Coen Bros' Comedy of Resilience: T Bone Burnett & Oscar Isaac Take Us 'Inside Llewyn Davis'

Inspired by “The Mayor of MacDougal Street” Dave Van Ronk’s memoir, “Inside Llewyn Davis” chronicles a week in the life of a struggling folk musician as interpreted by Joel and Ethan Coen.  The action takes place primarily in Greenwich Village of the early 1960’s, just prior to the arrival on the scene of Bob Dylan, the “Great Folk Revival,” and the singer-songwriter movement that Dylan fomented.  “Real songs, made up people,” was the pitch the Coen Brothers used to hook music producer T Bone Burnett for their fourth feature film collaboration.
Burnett became determined to diversify when the Beatles released their music on CD. After watching “Raising Arizona” in 1987, he was prompted to cold-call the dynamic duo of film, but it would not be until 1997 that they would collaborate in a filmmaking venture.  In 2002, the legendary soundtrack of “O Brother, Where Art Thou” won the Grammy award for Album of the Year.  It has since sold 7.8 million copies and netted a cool $5 million.  With “Inside Llewyn Davis,” Burnett and the Coen Brothers continue push the boundaries of the film-musical form they innovated, wherein story is a vehicle for evocative music and nuanced character study.  Songs are ingeniously captured in live performances that are allowed to play out in their entirety, to take center stage in the narrative.

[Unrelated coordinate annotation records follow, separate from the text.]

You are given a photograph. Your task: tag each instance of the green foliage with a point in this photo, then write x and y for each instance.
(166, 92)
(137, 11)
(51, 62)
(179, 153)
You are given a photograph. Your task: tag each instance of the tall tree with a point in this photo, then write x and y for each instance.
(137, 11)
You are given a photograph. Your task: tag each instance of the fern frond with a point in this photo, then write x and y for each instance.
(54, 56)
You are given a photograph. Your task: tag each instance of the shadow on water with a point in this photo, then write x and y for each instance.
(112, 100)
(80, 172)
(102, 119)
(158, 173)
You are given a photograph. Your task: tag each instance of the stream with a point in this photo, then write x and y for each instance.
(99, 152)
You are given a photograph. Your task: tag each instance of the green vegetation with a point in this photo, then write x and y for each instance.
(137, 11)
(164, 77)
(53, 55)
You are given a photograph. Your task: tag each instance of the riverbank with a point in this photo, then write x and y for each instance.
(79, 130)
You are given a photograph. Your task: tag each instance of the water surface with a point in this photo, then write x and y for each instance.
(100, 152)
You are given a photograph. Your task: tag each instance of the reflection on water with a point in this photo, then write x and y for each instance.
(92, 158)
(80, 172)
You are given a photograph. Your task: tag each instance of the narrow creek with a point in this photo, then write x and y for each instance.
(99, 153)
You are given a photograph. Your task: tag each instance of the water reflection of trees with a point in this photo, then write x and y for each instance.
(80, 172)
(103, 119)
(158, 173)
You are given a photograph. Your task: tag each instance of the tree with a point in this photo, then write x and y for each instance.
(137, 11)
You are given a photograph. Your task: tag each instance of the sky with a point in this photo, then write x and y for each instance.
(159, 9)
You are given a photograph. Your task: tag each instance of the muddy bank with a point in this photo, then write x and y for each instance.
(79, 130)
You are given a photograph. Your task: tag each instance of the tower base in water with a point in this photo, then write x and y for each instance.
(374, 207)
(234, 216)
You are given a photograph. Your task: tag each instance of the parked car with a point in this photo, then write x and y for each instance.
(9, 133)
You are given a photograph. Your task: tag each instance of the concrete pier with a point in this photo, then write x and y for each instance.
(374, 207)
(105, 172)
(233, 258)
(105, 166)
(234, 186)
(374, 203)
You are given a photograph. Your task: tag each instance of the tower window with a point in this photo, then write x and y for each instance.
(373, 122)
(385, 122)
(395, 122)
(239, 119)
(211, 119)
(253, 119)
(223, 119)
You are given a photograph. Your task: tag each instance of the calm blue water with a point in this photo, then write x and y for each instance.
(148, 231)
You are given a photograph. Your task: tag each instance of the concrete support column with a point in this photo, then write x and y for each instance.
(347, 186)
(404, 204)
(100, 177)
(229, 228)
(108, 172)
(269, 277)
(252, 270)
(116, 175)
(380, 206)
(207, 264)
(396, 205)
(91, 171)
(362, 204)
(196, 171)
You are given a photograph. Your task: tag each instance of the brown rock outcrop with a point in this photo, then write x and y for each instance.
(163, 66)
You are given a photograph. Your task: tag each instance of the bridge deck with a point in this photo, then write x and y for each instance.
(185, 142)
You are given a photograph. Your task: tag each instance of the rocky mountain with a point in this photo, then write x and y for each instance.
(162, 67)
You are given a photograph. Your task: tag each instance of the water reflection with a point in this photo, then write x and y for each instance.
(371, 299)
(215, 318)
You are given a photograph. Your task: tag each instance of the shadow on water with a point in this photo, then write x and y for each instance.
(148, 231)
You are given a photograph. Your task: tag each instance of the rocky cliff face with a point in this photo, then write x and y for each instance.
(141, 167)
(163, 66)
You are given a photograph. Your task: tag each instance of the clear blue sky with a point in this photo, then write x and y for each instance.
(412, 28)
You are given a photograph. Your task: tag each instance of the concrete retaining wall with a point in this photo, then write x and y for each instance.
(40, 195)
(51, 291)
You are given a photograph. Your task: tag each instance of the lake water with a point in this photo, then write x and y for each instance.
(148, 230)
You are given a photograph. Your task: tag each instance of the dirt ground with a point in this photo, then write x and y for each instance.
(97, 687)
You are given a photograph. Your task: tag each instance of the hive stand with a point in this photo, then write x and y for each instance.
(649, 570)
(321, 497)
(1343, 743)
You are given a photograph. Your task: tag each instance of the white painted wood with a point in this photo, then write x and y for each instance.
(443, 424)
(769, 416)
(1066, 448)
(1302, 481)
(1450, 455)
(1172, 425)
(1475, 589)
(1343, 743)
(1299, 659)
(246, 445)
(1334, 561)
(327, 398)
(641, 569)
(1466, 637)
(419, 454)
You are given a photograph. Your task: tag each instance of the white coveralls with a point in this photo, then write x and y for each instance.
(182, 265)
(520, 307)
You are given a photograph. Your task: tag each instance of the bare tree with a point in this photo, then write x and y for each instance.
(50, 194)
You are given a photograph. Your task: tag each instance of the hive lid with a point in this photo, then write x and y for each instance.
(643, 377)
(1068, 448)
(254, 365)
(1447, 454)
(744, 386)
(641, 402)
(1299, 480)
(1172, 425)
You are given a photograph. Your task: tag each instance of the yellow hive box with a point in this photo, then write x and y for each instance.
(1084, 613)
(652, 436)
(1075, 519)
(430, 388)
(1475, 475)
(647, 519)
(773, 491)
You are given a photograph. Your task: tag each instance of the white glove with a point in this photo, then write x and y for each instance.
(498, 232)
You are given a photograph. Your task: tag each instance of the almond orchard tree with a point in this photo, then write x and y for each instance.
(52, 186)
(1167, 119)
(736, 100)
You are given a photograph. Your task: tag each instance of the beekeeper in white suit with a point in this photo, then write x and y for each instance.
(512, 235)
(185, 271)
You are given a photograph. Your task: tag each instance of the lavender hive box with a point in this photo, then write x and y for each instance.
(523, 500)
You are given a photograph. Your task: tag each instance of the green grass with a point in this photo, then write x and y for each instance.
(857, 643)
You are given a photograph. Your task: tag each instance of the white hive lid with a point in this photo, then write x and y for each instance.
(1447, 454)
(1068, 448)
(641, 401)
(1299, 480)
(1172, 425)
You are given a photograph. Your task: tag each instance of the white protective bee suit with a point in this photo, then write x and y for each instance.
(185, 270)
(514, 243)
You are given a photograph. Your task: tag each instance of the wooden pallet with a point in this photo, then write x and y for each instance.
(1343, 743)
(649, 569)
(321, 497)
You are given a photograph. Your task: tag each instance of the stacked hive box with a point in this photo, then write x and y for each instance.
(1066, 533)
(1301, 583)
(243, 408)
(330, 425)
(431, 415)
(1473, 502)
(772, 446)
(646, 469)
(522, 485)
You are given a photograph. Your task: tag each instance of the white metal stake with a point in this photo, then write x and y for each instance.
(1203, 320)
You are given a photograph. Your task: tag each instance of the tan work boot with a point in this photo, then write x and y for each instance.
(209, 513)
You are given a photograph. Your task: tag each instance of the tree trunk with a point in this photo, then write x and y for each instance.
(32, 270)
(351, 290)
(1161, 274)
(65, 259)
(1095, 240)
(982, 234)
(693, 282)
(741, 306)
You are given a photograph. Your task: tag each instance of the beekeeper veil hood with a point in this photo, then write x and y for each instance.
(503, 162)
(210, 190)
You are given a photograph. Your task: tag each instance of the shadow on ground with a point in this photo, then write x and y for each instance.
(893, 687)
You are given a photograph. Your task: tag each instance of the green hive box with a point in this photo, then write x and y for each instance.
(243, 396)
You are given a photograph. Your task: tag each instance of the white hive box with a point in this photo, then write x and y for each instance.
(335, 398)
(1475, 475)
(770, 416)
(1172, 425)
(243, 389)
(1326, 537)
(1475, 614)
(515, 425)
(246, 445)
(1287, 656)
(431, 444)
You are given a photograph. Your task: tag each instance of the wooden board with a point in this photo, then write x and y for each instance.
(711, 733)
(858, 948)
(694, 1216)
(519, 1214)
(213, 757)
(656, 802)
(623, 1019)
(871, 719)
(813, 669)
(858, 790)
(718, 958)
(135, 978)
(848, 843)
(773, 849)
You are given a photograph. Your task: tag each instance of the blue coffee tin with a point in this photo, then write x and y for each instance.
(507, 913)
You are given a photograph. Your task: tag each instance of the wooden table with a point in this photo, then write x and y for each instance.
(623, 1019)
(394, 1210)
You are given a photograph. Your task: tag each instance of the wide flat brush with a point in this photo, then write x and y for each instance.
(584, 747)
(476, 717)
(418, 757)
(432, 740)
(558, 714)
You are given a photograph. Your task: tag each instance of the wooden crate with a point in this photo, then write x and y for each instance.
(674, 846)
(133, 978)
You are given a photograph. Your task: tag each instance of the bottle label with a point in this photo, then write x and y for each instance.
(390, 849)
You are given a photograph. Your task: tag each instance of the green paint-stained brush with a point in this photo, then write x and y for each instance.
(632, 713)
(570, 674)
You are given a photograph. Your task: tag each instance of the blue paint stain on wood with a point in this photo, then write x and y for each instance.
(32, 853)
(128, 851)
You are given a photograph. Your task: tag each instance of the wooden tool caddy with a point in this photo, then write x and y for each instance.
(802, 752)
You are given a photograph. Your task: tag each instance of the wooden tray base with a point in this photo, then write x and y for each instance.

The challenge in casting was to locate an actor with the musical chops to pull it off.  The search landed solidly with Oscar Isaac.  Not only is Isaac an accomplished and pedigreed actor (a graduate of the Julliard school whose acting credits include “The Bourne Legacy,” “W.E.,” and “Robin Hood”), Isaac had played lead guitar in the ska-punk band he founded once upon a time, “The Blinking Underdogs.”  The all-star cast of “Inside Llewyn Davis” includes sparkling cameos from Justin Timberlake, Carey Mulligan, John Goodman, Garrett Hedlund, Adam Driver, and F. Murray Abramson.
“Inside Llewyn Davis” won the Grand Jury Award at the Cannes Film Festival last year and just won the Gotham Award for Best Film this past week.  I had an opportunity to speak with T Bone Burnett and Oscar Isaac at the Ritz-Carlton San Francisco Hotel in a roundtable discussion of Dylan, digital sound, and the Coen Brothers’ comedy of resilience.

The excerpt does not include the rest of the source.